Il faut toutefois souligner qu’au début
de 2005, l’écart de taux s’est inversé entre
le Canada et les États-Unis. La Réserve
fédérale américaine a haussé son
taux directeur à plusieurs reprises pendant
que la Banque du Canada marquait une pause dans le
resserrement de sa politique monétaire. Si bien
que les taux sont devenus plus élevés
aux États-Unis qu’au Canada, ce qui, théoriquement,
aurait dû favoriser le dollar américain
au détriment de la devise canadienne.
Étonnamment, notre huard a continué de
bien se porter sur le marché des changes. Pourquoi?

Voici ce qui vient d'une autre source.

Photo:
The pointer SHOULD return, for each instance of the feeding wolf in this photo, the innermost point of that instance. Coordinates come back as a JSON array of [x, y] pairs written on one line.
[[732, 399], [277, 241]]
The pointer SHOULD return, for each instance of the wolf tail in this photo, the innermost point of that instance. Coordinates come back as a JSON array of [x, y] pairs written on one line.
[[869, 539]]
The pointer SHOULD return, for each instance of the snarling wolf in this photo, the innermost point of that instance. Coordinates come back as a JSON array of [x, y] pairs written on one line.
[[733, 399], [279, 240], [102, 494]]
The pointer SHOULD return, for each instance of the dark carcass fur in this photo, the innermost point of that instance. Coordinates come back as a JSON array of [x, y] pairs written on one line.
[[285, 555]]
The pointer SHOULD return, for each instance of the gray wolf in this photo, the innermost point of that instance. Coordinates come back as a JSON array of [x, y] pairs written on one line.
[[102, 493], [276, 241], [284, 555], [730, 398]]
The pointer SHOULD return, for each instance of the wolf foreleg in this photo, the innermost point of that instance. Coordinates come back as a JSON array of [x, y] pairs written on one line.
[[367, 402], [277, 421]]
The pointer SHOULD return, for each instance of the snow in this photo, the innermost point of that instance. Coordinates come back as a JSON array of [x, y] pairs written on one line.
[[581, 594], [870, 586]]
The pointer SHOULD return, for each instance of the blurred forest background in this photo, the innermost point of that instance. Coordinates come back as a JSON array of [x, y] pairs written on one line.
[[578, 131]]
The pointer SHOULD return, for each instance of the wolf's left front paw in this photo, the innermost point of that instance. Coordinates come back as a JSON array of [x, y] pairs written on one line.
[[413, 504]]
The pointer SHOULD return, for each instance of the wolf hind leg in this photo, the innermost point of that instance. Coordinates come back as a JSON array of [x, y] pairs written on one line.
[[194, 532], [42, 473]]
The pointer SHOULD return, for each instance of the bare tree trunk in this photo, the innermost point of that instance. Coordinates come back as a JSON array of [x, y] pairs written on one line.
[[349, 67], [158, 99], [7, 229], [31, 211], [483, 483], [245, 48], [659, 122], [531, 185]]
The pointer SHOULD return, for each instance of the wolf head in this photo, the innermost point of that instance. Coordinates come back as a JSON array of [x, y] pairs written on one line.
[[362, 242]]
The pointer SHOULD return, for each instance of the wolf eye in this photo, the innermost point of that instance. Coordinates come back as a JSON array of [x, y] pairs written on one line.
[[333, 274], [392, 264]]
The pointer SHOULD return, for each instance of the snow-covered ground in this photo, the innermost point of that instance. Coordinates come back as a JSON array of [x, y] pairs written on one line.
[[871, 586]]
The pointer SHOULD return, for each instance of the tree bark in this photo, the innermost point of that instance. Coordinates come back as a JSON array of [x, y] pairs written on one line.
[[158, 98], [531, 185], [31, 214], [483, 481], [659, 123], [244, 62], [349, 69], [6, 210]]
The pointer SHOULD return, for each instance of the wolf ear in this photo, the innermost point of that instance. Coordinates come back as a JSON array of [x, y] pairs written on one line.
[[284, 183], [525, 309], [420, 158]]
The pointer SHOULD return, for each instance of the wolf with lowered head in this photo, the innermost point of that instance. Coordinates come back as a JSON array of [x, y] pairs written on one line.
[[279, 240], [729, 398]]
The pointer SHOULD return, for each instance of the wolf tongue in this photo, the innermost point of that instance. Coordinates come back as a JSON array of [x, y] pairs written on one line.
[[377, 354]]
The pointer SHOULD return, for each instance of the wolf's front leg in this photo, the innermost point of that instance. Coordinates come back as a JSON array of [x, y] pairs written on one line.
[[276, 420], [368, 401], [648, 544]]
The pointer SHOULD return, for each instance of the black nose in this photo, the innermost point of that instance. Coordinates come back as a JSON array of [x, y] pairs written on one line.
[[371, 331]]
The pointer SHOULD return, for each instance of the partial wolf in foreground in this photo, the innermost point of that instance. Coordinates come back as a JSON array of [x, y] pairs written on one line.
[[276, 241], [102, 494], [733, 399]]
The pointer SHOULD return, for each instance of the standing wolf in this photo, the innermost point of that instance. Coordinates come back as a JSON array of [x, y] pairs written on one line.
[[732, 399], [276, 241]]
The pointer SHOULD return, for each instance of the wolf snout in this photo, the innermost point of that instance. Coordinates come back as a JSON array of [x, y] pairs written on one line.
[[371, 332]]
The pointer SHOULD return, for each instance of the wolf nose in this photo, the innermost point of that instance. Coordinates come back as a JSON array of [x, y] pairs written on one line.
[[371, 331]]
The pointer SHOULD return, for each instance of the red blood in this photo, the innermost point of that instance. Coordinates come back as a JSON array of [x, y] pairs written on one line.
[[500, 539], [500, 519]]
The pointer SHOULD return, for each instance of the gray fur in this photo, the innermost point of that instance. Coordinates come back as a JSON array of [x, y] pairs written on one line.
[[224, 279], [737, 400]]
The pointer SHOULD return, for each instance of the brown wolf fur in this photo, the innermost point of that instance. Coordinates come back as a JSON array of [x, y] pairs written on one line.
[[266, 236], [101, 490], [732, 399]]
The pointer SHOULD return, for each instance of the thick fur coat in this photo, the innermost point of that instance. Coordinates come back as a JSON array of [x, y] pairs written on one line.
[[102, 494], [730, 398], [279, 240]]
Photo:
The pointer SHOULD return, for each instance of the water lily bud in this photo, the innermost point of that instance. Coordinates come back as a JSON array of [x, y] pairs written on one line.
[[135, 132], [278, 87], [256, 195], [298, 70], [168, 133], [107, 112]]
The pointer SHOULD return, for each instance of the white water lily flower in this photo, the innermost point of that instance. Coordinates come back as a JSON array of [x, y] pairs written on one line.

Cela s’explique par la forte hausse de la demande
et des prix des matières premières comme
le pétrole, le nickel et le cuivre.
La flambée des prix des ressources
naturelles
Le
Canada est un exportateur net de pétrole et
de métaux de base et notre devise profite du
cycle haussier des prix. La forte augmentation de la
demande et des prix payés pour les matières
premières du Canada crée une demande
accrue pour notre dollar, ce qui contribue à son
appréciation.
Comme on le voit sur ce graphique, il y a une corrélation
directe entre la valeur du dollar canadien et le prix
des matières premières. Lorsque le prix
des métaux s’apprécie, le dollar
suit la même tendance haussière.
.

La flambée des prix des matières premières
est alimentée par la croissance fulgurante de
l’économie chinoise. La Chine, qui a connu
une croissance dépassant les 9 % en 2004 et
2005 (un rythme effréné qu’elle
maintiendra en 2006), a un appétit quasi insatiable
pour les ressources naturelles.
À
elle seule, la Chine représentait 30 % de la
croissance de la consommation mondiale de pétrole
en 2004. L’empire du Milieu consomme également
beaucoup de métaux, dont le nickel qui entre
dans la fabrication de l’acier inoxydable. La
Chine fabrique de nombreux produits de consommation
courante avec l’acier inoxydable, des produits
qui sont ensuite exportés sur les marchés étrangers.